Colloidal Silver Treatment

Back in the 19th century, colloidal silver treatment was used for almost all kinds of diseases, ranging from colds to skin infections. It was the “perfect” antimicrobial treatment: Silver has long been known to kill almost all kinds of microorganisms within 6 minutes of contact and colloidal silver, composed of suspended silver particles in a liquid base through a process called electrolysis, is sold at very low prices.

By the 1940s, colloidal silver was used by so many people that it became a threat to the lucrative antibiotic industry. It was about this time, too, that the Food and Drug Administration started its campaign against colloidal silver and other silver-based products because of its purported side effects.

One of the most controversial side effect of silver is a skin condition called argyria. A person with this condition has bluish-gray skin as a result of silver deposits lodged in the skin, which then react to sunlight, much in the same way film from a camera reacts to light. Argyria is said to be permanent and irreversible. It is also very rare.

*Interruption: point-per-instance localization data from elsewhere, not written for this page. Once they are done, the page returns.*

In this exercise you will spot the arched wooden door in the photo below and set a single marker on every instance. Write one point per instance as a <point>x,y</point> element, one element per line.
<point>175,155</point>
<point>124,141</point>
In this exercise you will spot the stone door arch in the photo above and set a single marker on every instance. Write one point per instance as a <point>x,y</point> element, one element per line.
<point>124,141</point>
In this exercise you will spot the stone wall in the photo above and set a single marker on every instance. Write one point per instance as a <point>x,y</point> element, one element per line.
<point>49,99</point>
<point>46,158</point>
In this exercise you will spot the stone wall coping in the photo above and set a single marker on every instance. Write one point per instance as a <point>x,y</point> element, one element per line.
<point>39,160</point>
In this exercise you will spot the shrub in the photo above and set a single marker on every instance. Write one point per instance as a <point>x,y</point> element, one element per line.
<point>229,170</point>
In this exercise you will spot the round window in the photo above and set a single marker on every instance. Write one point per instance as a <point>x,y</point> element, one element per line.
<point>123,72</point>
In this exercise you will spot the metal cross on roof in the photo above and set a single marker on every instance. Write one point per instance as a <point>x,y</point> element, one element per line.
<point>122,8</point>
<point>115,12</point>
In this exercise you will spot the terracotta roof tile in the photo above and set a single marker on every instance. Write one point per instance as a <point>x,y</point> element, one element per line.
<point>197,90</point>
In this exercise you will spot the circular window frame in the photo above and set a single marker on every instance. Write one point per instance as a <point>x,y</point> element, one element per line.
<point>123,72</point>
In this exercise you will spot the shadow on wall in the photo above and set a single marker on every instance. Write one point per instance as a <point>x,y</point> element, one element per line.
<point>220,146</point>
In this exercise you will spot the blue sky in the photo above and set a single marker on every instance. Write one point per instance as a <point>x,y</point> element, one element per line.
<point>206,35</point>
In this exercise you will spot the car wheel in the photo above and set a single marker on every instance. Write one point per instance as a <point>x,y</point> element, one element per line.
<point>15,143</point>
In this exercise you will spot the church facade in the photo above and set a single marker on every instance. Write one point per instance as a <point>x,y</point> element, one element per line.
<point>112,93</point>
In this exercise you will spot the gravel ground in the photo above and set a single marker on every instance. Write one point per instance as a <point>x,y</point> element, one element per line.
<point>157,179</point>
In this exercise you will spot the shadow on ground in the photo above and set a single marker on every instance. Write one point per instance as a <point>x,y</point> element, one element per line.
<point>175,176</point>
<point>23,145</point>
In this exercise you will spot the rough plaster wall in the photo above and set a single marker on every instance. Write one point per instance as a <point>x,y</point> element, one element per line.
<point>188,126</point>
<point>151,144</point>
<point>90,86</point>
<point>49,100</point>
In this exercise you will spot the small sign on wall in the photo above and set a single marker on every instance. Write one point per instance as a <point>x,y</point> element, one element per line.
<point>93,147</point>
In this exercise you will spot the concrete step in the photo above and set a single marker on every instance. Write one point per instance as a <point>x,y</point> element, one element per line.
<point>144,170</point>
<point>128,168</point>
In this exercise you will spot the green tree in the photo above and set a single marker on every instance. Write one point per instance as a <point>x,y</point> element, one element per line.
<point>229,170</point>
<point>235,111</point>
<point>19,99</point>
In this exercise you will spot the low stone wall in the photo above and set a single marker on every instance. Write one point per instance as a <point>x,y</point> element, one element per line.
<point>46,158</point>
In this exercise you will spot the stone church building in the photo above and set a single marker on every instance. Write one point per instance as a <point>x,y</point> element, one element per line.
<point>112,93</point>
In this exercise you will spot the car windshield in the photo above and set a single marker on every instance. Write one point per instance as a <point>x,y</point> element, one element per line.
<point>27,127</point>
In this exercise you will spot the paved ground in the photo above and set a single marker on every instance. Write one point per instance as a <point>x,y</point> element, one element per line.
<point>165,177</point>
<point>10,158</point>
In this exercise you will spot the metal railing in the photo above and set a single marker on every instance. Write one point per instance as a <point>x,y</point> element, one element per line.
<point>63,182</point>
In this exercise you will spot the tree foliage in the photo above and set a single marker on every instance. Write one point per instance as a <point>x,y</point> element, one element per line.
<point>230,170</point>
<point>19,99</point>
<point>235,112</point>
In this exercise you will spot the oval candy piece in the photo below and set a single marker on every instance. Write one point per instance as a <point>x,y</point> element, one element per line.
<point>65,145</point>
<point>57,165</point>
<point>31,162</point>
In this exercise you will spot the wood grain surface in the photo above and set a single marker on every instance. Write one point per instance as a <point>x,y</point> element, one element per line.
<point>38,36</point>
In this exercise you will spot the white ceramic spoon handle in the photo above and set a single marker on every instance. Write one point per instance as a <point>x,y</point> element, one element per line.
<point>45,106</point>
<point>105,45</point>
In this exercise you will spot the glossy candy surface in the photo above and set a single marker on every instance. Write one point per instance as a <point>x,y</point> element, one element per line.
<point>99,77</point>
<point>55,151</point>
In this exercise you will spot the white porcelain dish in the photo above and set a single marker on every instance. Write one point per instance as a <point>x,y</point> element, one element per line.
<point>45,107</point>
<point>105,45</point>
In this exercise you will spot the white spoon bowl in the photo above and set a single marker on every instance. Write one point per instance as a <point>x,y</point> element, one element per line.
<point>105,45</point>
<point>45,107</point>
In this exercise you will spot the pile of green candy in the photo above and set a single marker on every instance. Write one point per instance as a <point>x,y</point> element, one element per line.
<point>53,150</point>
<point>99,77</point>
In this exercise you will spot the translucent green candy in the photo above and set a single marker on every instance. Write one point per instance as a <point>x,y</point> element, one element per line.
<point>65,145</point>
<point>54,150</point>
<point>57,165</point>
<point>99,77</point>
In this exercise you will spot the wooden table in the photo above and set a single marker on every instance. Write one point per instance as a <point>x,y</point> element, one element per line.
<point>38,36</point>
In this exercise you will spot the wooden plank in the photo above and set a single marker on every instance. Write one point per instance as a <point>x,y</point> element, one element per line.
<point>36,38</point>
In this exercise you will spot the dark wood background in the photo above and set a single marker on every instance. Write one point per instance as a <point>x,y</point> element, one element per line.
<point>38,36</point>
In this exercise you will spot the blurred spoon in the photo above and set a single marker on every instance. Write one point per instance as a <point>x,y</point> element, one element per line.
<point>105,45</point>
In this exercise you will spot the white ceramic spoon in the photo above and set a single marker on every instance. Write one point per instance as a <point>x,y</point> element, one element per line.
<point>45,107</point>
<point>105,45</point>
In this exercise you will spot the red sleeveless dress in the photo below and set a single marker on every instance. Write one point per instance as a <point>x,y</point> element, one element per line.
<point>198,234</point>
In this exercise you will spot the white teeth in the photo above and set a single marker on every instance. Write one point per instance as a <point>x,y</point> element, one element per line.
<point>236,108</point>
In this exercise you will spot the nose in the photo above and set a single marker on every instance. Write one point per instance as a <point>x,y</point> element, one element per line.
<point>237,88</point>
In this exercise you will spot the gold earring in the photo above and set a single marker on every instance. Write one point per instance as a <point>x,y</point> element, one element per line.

According to some experts, colloidal silver is not likely to cause argyria. The condition is said to be directly related to the size of the silver particles. The larger the silver particles, the harder it would be for the body to absorb them and thus, they end up getting stuck in the tissue cells where they eventually accumulate and cause the characteristic bluish-gray pallor.


Colloidal Silver Treatment

On the other hand, “good” colloidal silver treatments are actually made up of two kinds of silver compounds: ionic silver and silver colloids. A typical bottle of colloidal silver treatment should contain 70 to 80% silver colloids, with the rest made up of ionic silver.

Silver colloids are minute particles of silver that stay suspended in the liquid base. They are easily absorbed by the body and transported through the blood. Because silver colloids are very tiny, they can pass through cell membranes without getting stuck. As such, they do not remain in tissues and are instead eliminated from the body through the kidneys and the liver.

Colloidal silver works not by directly attacking bacteria. Instead, what it does is to act as a catalyst – that is, they break down certain enzymes found in the membrane surfaces of some one-celled microorganisms. These enzymes are important for oxygen metabolism of the microorganism so that when they are destroyed by colloidal silver treatment, the organism suffocates and eventually dies.

Silver particles can also bind with the DNA of these microorganisms in such a manner that they are inhibited from self-replicating. Thus, colloidal silver has a two-way function: killing bacteria by destroying its essential enzymes and inhibiting reproduction.